The show presents the audience with a contemporary view of the famous Peanuts comic strip characters as teenagers. Over the course of 90 minutes, the play addresses issues of homophobia, suicide, bullying, drug use, and addiction using the Peanuts characters as a way to make the show more relatable to its audience.
My close friend Margaret Smith ’12 directed and did a more than superb job with the play. It was outstanding.
Anyway, as most of y’all readers know, I’m gay. I’m fine saying that. I’m gay. The show sent me back to my sophomore and junior years of high school before I came out of the closet and reminded me of all the jocks who’d call me a fag or a fairy or even just gay. My high school years weren’t great because of what I dealt with at an all-boys’ Catholic school. Anyway, the show very visually reminded me of what I thought I’d put behind me (turns out I hadn’t or totally haven’t), and I began to cry. A lot. I went up to Margaret at the end of the show and started crying and we had to sit in the theatre for a bit while I got my act together.
Upon thinking more and more about the show and my emotional experience, I realized I wasn’t crying out of sadness or because I was having these flashbacks to the halls of Chaminade being pushed into locker every day by one particular kid or overhearing one particularly nasty conversation about me, but because I realized how I’ve changed since sophomore and junior years of high school. Since coming out, I’m happier and I’m more confident and more honest with myself and with those around me.

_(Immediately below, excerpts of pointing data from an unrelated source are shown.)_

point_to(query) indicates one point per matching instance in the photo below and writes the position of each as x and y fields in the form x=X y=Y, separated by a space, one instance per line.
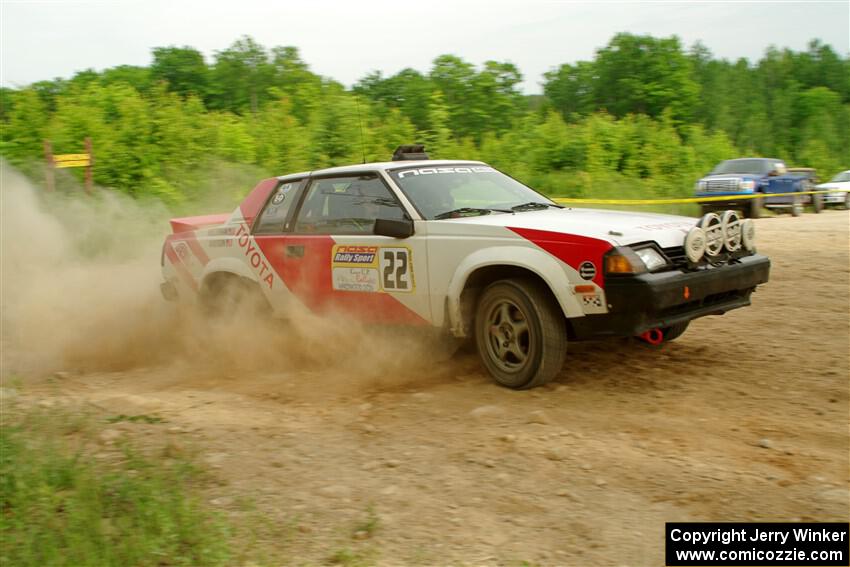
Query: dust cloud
x=80 y=293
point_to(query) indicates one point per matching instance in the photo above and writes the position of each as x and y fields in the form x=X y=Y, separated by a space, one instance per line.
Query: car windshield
x=465 y=189
x=755 y=166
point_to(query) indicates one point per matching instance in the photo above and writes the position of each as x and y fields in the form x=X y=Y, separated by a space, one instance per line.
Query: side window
x=273 y=218
x=346 y=205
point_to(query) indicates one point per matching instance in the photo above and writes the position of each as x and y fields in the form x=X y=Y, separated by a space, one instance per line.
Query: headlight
x=695 y=244
x=748 y=235
x=651 y=258
x=623 y=260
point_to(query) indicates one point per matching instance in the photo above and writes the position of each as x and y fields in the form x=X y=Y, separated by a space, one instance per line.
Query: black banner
x=751 y=543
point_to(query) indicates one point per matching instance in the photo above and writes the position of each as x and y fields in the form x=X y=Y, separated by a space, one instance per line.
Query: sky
x=345 y=40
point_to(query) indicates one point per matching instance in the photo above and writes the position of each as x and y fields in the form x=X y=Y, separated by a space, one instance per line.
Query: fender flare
x=539 y=262
x=228 y=265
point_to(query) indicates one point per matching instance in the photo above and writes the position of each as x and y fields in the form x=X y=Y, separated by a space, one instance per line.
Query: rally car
x=462 y=247
x=839 y=187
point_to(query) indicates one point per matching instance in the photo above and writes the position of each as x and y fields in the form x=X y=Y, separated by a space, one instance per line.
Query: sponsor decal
x=356 y=279
x=587 y=270
x=591 y=300
x=438 y=170
x=357 y=255
x=683 y=226
x=226 y=231
x=372 y=269
x=252 y=253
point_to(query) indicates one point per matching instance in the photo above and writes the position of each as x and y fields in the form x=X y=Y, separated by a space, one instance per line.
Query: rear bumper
x=639 y=303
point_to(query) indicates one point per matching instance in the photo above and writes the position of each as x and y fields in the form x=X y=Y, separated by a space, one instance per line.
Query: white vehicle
x=459 y=246
x=840 y=181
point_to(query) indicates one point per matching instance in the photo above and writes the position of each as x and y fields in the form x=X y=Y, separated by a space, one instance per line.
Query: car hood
x=746 y=176
x=617 y=227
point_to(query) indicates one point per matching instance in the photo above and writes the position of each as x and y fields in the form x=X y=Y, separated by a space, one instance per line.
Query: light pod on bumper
x=748 y=235
x=731 y=223
x=695 y=244
x=713 y=227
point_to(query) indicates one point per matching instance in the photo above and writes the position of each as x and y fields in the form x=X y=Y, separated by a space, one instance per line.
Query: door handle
x=294 y=251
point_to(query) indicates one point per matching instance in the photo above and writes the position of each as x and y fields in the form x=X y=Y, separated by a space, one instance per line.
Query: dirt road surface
x=391 y=458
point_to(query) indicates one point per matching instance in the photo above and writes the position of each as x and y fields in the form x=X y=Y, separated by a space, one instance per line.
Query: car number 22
x=396 y=269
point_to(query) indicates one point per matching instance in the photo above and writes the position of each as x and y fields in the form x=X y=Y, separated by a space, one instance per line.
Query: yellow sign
x=71 y=160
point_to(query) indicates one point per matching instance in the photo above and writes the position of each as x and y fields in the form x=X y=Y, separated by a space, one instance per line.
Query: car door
x=335 y=264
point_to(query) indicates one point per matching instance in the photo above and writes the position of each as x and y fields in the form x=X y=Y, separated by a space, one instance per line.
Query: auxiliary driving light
x=731 y=230
x=695 y=244
x=748 y=235
x=713 y=227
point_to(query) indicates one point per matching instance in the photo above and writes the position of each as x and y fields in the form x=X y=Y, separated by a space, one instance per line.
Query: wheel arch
x=224 y=268
x=486 y=266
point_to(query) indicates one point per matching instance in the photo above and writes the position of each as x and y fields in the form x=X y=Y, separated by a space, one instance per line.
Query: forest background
x=645 y=118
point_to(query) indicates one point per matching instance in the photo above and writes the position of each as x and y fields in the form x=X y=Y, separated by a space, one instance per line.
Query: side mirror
x=394 y=228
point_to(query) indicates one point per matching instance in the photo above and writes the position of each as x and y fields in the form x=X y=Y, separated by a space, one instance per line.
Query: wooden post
x=48 y=170
x=89 y=175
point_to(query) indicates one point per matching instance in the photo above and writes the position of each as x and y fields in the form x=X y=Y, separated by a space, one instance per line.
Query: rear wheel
x=521 y=333
x=228 y=296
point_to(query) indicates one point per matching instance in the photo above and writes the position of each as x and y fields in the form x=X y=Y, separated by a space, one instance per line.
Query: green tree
x=183 y=69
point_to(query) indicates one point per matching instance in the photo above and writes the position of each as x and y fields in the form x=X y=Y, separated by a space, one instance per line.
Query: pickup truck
x=462 y=248
x=759 y=177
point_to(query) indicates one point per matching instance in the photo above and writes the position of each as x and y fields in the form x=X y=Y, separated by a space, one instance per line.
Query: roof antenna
x=359 y=121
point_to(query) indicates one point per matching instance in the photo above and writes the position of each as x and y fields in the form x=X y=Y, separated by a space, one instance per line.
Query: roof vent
x=410 y=152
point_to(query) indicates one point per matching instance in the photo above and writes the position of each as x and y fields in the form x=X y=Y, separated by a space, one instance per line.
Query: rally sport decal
x=372 y=268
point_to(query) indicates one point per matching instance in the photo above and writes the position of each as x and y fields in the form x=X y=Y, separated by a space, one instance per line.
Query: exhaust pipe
x=653 y=336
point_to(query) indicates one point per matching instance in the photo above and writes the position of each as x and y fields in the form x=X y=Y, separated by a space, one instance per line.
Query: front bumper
x=639 y=303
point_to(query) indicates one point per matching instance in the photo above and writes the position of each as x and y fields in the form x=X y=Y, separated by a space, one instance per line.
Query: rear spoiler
x=186 y=224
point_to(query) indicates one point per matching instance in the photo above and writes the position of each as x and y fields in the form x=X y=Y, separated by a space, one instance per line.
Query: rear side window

I had a tough time, but I stuck it out with the help of my friends and family who fully supported me when I came out.
The main message I can pull from this blog post is this:
Prospective students, I’m sure some of you out there are struggling with your sexuality and other things like that. I did. I think we all do at some point. And if any of you are having issues with being bullied for embracing yourself, I need you to know that things will be great for you. (I don’t want to resort to the cliche and say It Gets Better, even thought it does.) Especially here at Skidmore, which is an extremely open and accepting campus. You need to push through the sucky years of high school to get to everything after, which is fantastic.